Category: Ethical

Potential Source of Harm: Bias / Discrimination

Updated February 11, 2024


Nature of Harm

AI bias is generally defined as a phenomenon that occurs when an algorithm produces results that are systemically prejudiced due to incorrect assumptions in the machine learning process. Such incorrect assumptions are often related to data (e.g. that the data on which an AI model is trained do not correctly reflect the population distribution) and can also be related to the structure of a model. "Bias" in the context of AI harm refers primarily to adverse effects on humans, and not to the broader technical phenomenon that any AI-based representation of a real-world distribution tends to not to exactly match that distribution (which is also referred to as "bias").

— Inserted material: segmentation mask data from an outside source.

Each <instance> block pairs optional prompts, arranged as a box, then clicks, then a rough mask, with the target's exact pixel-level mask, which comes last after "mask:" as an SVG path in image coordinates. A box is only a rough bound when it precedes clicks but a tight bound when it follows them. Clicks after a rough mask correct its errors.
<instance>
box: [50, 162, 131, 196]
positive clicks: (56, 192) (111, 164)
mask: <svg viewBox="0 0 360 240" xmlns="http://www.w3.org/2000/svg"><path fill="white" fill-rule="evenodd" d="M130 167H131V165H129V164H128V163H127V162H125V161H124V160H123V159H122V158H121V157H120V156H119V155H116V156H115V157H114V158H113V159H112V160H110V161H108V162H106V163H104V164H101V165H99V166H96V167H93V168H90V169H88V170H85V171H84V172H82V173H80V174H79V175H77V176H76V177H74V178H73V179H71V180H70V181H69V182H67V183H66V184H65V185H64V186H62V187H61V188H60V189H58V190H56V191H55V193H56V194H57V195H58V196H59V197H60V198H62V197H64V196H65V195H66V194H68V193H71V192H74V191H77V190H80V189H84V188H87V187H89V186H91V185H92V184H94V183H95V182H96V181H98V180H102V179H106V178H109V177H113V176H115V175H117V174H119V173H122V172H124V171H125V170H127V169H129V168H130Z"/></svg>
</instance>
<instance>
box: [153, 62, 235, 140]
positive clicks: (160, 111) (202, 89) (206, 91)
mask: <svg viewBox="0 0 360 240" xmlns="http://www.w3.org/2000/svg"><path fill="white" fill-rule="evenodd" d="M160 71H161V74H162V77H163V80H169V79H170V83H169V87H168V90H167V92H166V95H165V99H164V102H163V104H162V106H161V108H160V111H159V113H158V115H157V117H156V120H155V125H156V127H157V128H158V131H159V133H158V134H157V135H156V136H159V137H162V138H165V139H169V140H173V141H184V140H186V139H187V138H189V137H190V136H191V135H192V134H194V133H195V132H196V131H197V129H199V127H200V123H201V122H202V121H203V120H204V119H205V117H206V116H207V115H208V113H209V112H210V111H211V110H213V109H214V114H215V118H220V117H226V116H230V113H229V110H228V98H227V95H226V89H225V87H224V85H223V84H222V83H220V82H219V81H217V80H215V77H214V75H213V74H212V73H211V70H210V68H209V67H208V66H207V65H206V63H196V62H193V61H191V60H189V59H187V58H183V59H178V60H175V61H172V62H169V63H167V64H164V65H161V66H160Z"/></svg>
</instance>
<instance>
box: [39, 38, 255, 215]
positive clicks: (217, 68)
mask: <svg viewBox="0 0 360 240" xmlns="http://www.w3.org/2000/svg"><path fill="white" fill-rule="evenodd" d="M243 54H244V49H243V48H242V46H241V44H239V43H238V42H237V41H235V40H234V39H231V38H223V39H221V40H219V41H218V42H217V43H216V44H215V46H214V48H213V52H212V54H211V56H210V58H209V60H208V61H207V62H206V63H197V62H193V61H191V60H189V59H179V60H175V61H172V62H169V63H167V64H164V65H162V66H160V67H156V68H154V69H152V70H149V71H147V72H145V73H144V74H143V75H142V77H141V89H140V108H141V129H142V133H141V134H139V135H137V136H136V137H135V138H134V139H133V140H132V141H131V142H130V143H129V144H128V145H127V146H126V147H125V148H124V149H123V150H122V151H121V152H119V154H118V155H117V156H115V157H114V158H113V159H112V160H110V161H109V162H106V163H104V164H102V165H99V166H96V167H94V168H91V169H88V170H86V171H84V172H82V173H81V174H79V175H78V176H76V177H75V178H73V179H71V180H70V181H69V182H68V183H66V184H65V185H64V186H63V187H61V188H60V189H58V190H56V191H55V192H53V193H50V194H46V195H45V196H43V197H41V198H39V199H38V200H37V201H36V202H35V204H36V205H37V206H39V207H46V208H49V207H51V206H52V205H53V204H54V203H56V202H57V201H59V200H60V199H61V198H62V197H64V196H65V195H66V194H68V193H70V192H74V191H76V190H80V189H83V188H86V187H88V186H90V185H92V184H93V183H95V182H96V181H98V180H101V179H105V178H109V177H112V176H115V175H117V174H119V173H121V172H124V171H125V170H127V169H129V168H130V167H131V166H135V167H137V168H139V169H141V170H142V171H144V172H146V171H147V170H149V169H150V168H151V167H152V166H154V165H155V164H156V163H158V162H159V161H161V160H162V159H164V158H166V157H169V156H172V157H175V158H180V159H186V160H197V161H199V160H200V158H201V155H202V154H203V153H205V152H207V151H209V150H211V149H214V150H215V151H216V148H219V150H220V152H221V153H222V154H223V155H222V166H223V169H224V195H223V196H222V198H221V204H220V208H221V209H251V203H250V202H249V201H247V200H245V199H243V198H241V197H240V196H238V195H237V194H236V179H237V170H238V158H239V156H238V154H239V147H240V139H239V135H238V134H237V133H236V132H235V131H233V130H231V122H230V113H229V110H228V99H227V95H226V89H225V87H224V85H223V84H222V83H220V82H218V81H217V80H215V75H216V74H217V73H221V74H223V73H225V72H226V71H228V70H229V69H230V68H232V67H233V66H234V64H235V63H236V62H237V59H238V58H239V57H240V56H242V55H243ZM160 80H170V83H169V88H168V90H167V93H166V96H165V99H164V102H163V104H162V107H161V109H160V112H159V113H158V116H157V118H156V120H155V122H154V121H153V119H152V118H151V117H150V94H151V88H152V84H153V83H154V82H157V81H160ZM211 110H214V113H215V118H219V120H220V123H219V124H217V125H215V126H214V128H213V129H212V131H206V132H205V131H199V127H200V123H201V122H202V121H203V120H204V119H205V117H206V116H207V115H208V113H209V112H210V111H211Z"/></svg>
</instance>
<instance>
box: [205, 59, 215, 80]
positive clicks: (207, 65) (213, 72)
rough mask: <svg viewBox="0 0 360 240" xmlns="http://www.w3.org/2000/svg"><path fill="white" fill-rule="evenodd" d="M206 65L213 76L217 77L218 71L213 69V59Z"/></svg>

Bias and discrimination is one of the most studied AI harms, and the team does not yet believe we have the expertise to write effectively about this topic (we are working on building that expertise), so this page is mostly a placeholder. If you are interested in assisting us with this topic, please get in contact.


Regulatory Solutions

In July 2023, New York City began to enforce Local Law 144, which prohibits employers in the city from using an automated employment screening tools unless the tool has undergone a bias audit conducted within the previous year. We understand this to be the first law of its kind in the United States.


In the SCHUFA Holding decision in December 2023, the European Court of Justice decided that automated credit scoring decisions that are heavily relied upon by users are subject to the restrictions of Article 22 of the EU General Data Protection Regulation "automated individual decision-making".


(As noted above, we do not intend to suggest that the above references cover more than small aspects of the law on AI bias. They are included primarily because we have come across them in our research.)